- On Wednesday Kaid Benfield, director for the National Resources Defense Council, asked how the “smart growth” movement, formed in the 1990s, could better fit today. His article was inspired by another written in a San Diego magazine, claiming “smarter smart growth” would better enable cities to combat sprawl and enhance livability. It focused on things like respecting community planning, conforming new developments to local character, tolerating “NIMBYism”, allowing density only incrementally, and concentrating retail on existing corridors rather than letting it spread. To this Benfield added that cities should “pursue communities suitable for a diversity of incomes, housing types, ethnicities, and old/new residents.”
Are these good ideas? Benfield’s last one about increasing diversity certainly is. But that’s what makes the others so counterproductive.

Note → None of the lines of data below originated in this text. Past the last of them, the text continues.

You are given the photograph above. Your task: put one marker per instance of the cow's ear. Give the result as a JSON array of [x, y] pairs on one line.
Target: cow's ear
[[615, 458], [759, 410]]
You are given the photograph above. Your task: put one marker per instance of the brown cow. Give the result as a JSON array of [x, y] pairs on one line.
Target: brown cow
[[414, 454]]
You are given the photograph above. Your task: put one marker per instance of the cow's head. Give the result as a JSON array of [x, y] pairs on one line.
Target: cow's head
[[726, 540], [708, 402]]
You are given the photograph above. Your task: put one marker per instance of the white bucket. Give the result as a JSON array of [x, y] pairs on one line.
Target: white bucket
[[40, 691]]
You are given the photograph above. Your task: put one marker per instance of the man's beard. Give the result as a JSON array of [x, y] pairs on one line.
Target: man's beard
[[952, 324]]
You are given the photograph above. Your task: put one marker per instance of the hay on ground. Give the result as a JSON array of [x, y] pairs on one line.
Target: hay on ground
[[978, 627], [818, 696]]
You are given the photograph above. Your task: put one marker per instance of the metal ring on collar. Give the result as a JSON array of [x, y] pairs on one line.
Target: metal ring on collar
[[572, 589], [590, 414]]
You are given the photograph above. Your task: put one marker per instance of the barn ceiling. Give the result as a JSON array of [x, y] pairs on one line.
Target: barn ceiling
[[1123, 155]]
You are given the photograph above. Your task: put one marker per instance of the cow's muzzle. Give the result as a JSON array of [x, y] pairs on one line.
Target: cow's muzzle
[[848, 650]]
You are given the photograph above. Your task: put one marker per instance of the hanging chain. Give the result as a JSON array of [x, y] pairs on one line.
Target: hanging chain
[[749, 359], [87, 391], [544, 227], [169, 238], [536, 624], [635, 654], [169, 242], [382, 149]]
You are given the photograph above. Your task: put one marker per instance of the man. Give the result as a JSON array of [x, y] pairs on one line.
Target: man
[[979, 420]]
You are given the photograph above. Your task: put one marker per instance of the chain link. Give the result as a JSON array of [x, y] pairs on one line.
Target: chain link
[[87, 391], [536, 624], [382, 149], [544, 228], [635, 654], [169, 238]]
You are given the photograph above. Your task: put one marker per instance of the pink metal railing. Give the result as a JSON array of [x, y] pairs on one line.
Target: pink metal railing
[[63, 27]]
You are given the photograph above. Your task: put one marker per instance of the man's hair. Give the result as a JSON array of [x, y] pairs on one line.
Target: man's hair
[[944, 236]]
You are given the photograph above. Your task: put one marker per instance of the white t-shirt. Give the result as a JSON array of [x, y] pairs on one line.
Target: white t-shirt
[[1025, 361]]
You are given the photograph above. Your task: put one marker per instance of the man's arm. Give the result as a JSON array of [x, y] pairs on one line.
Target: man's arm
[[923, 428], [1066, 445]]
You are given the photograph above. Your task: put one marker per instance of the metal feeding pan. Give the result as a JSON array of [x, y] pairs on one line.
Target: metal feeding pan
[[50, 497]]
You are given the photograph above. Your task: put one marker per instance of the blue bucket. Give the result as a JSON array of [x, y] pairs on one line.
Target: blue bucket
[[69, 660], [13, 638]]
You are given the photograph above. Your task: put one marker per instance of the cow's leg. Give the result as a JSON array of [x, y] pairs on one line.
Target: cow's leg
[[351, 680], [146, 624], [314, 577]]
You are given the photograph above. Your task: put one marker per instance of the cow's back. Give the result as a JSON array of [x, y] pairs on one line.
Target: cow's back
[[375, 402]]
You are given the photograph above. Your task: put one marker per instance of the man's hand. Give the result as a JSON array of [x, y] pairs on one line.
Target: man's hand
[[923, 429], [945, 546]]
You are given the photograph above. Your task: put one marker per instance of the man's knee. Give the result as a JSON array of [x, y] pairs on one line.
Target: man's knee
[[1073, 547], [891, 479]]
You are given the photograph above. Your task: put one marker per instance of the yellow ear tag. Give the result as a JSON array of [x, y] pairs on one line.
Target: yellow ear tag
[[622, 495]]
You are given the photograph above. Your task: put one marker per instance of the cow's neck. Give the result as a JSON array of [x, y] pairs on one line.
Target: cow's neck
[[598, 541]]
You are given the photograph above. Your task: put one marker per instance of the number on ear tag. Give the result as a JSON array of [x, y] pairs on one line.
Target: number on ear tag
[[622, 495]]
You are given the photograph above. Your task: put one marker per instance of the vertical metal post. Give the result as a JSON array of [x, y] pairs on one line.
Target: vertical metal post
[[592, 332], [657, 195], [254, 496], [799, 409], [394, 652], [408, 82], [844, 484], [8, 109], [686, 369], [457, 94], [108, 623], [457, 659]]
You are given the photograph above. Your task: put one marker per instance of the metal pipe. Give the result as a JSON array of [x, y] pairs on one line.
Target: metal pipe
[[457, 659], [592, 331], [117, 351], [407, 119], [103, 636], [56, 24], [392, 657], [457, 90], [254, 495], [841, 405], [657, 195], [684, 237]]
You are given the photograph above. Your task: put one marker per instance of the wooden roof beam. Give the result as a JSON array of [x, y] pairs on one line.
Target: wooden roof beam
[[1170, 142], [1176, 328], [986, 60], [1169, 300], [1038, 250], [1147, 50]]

The problem with “smart growth”, after all, is precisely that it empowers existing citizens—and the government—to dictate growth, rather than the market. This causes nothing new to get built, since everything proposed gets shot down by neighborhood reactionaries, who feel entitled at public meetings to dictate how others should use their land. And if buildings are approved, they must follow onerous design standards that prevent them from being too tall, wide, colorful, modern, obstructive, etc. etc. etc.
As Benfield points out, this highly regulated, NIMBY-riddled, “smart” form of urbanism is already “mainstream in nearly every planning office in the country.” It has created cities that are not only unaffordable, since new construction can’t meet demand, but ones that, to my thinking, aren’t even that interesting. Cities like Portland that reflect the philosophy are certainly nice, but also safe, predictable, unchanging. They lack the dynamism and diversity of places like New York, Chicago, and San Francisco, which grew during the industrial era, before the widescale micro-management of urban development. But unfortunately these cities too have since caved into the mantra, at the expense of the poor and the environment, and in defiance of what first made them great.
- This week another one of my articles got published, about San Francisco parklets and how they represent a rise in “tactical urbanism”. It was on Sustainable Cities Collective, a website run by the urban technology company Siemens.